“La guerre se déroule jusque dans nos stations-service”, a déclaré Jean-Claude Juncker, ancien président de la Commission européenne et Premier ministre luxembourgeois, à RTL, exprimant ainsi ce que de nombreux Européens commencent à ressentir : si les missiles et les explosions de la guerre en Iran sont encore lointains, ses conséquences économiques se font de plus en plus sentir, avec une flambée des prix de l’énergie et, selon lui, aucune fin proche en vue.
Juncker a décrit l’attaque américano-israélienne contre le régime iranien comme étant “probablement inévitable”, compte tenu, selon lui, du comportement des dirigeants de Téhéran. Il a toutefois reconnu qu’il s’agissait néanmoins d’une erreur, et d’une erreur contraire au droit international. L’ancien Premier ministre du Parti social-chrétien (CSV) a déclaré ne voir aucune issue à la situation actuelle. Les promesses de changement de régime faites par Donald Trump au peuple iranien n’ont, à son avis, abouti à rien, laissant les Iraniens avec l’illusion d’une aide imminente. Tout futur accord avec Téhéran, a-t-il soutenu, ne pourrait qu’être, sur le fond, pire que l’accord sur le nucléaire iranien conclu en 2015.

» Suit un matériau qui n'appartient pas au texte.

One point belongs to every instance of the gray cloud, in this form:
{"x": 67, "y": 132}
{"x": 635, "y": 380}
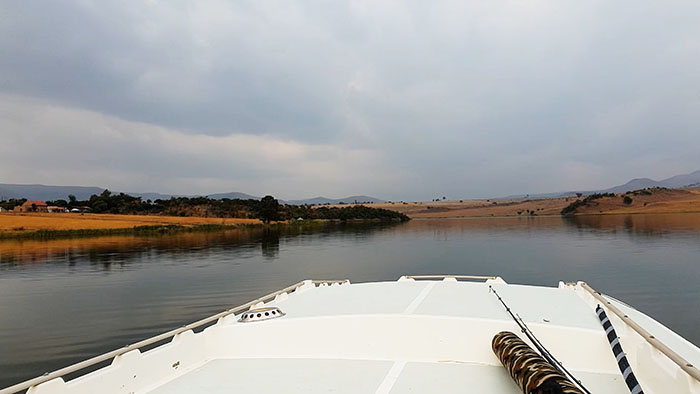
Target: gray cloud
{"x": 467, "y": 99}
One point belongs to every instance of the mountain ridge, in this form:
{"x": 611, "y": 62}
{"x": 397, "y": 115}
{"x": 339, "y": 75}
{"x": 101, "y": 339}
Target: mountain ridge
{"x": 674, "y": 182}
{"x": 54, "y": 192}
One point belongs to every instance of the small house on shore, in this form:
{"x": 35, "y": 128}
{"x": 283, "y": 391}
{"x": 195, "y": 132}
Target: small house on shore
{"x": 32, "y": 206}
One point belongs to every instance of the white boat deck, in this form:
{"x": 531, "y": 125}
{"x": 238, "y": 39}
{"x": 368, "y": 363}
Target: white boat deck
{"x": 390, "y": 337}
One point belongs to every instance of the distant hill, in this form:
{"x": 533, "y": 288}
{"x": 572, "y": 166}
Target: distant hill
{"x": 233, "y": 196}
{"x": 674, "y": 182}
{"x": 333, "y": 201}
{"x": 46, "y": 192}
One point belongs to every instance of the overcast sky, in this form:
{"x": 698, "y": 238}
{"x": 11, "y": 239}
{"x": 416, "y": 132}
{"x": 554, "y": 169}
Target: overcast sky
{"x": 396, "y": 99}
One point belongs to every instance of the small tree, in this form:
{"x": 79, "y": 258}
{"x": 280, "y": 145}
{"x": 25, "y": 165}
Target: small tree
{"x": 269, "y": 209}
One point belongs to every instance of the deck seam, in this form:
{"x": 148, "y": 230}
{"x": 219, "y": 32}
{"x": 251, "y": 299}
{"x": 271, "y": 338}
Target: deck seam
{"x": 419, "y": 299}
{"x": 391, "y": 377}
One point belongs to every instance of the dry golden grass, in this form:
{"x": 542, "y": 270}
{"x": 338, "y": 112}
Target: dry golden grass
{"x": 20, "y": 222}
{"x": 478, "y": 208}
{"x": 661, "y": 201}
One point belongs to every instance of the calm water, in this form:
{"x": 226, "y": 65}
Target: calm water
{"x": 64, "y": 301}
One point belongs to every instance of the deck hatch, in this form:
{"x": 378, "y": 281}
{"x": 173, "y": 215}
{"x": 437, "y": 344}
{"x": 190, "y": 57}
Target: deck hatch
{"x": 259, "y": 314}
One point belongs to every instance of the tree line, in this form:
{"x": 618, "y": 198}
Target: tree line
{"x": 266, "y": 209}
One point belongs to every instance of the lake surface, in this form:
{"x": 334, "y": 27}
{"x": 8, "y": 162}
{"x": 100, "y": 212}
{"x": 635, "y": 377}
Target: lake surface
{"x": 67, "y": 300}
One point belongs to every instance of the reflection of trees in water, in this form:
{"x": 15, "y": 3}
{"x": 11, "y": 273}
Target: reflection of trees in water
{"x": 121, "y": 250}
{"x": 652, "y": 225}
{"x": 270, "y": 243}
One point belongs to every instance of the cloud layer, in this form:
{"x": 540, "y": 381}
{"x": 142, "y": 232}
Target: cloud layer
{"x": 404, "y": 100}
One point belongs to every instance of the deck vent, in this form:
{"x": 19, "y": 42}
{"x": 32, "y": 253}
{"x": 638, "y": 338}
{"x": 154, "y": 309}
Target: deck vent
{"x": 259, "y": 314}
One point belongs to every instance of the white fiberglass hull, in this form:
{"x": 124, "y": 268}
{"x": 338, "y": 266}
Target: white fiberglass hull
{"x": 406, "y": 336}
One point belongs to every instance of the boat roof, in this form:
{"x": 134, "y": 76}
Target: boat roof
{"x": 402, "y": 336}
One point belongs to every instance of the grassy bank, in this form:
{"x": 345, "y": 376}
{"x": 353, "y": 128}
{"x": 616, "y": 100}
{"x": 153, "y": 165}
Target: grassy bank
{"x": 46, "y": 226}
{"x": 138, "y": 230}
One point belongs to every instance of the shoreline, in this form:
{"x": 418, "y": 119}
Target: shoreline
{"x": 104, "y": 226}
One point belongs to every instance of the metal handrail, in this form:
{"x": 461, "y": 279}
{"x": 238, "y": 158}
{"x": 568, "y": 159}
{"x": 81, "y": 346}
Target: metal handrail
{"x": 429, "y": 277}
{"x": 684, "y": 364}
{"x": 114, "y": 353}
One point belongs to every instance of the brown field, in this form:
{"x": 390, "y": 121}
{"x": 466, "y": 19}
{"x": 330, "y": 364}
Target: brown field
{"x": 478, "y": 208}
{"x": 661, "y": 201}
{"x": 11, "y": 222}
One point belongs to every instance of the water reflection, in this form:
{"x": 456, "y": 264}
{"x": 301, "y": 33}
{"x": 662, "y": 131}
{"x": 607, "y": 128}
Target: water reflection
{"x": 65, "y": 300}
{"x": 120, "y": 250}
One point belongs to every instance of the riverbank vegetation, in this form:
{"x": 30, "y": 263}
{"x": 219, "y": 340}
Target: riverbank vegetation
{"x": 121, "y": 214}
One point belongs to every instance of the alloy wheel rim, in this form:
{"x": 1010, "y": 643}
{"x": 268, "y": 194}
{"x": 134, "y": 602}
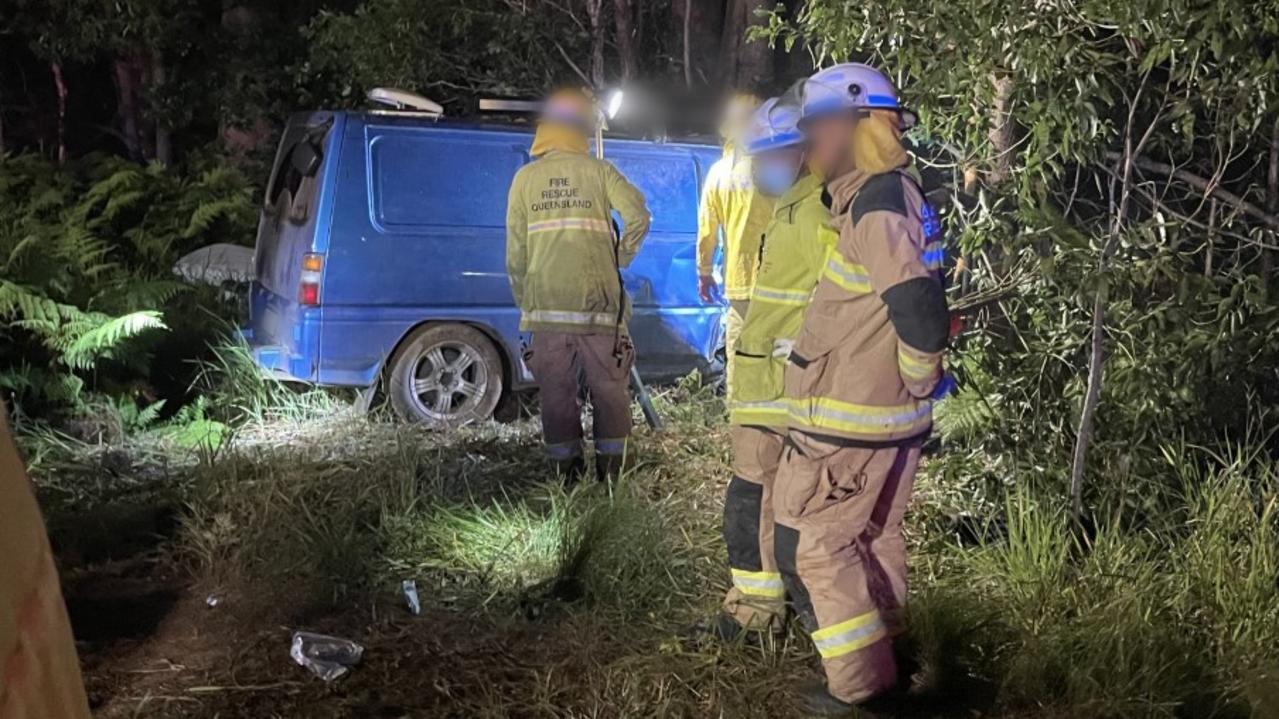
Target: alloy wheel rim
{"x": 449, "y": 378}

Les Européens commencent déjà à ressentir les effets de la flambée des prix du carburant à la pompe. Cependant, Juncker a averti que les conséquences à long terme de la guerre en Iran ne sont pas encore pleinement perçues par l’opinion publique. Les répercussions sur les chaînes d’approvisionnement, les marchés de l’énergie et les marchés alimentaires restent, selon lui, largement négligées. Conjuguées aux nombreux autres conflits qui font rage à travers le monde, ces tensions engendreront sans aucun doute une incertitude considérable, a-t-il averti. Cette instabilité constante risque de peser lourdement sur l’économie mondiale. Nous vivons, a-t-il déclaré, dans un monde de conflits interconnectés.

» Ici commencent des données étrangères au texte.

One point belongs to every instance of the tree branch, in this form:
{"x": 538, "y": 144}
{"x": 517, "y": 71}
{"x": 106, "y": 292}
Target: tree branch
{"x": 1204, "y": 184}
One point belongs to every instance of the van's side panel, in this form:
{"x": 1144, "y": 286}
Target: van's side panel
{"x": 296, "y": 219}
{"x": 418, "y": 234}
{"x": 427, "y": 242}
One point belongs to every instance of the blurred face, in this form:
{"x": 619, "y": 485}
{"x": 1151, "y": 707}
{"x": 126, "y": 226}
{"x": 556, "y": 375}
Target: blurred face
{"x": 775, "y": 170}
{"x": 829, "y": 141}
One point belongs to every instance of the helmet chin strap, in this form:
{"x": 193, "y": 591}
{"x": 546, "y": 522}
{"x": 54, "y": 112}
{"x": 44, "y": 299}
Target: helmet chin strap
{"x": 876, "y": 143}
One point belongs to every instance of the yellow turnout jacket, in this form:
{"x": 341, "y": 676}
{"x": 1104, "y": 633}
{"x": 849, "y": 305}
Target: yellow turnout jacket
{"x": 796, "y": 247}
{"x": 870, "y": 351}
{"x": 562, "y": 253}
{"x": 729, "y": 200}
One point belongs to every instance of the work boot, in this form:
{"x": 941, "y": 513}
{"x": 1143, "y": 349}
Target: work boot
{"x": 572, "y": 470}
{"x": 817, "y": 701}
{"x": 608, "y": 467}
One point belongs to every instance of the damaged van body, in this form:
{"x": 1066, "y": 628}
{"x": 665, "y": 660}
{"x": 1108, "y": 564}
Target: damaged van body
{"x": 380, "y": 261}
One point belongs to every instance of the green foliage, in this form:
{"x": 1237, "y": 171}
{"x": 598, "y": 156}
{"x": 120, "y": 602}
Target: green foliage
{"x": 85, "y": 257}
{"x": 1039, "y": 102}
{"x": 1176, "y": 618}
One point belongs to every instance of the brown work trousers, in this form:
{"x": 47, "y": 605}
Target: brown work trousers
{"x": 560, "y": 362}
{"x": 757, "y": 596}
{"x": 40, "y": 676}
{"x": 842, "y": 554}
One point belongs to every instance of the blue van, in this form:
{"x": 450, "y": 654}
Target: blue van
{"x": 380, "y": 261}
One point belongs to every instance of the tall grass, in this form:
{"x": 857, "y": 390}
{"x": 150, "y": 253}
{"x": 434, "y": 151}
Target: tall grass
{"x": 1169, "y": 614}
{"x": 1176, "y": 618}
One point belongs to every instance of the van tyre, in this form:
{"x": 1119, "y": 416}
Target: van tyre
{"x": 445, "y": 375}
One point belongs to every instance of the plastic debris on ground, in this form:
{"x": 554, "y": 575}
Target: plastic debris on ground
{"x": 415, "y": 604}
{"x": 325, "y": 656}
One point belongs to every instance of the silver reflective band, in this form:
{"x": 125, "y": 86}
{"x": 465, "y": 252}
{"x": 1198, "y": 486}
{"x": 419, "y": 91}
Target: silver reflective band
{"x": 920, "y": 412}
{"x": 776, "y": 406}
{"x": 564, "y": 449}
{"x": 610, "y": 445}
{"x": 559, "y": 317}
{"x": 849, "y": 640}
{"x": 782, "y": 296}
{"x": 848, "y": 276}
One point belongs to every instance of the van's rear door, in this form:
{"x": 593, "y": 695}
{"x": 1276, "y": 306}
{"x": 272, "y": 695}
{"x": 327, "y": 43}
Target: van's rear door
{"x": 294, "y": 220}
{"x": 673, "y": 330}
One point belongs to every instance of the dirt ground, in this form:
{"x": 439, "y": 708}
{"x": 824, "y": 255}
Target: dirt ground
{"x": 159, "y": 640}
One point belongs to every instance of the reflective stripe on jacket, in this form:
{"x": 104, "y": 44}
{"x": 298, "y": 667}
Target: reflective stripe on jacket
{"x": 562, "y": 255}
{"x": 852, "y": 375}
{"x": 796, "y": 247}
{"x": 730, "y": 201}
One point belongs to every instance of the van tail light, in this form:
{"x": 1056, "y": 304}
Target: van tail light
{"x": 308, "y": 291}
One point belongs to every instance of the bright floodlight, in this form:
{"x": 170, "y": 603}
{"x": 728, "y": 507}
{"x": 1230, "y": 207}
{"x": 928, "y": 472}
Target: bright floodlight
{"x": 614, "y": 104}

S’agissant de l’Union européenne, Juncker a de nouveau déploré l’influence limitée que Bruxelles est capable d’exercer sur la scène internationale en matière de politique étrangère. Concernant les récentes menaces de Donald Trump de prendre ses distances avec l’OTAN, l’ancien président de la Commission a appelé au calme, mettant en garde contre une interprétation hâtive de ces propos. Trump a déjà proféré de telles menaces à maintes reprises, et Juncker a déclaré qu’il ne les prendrait pas trop au sérieux, ajoutant qu’il soupçonnait Trump lui-même de ne pas les prendre au sérieux.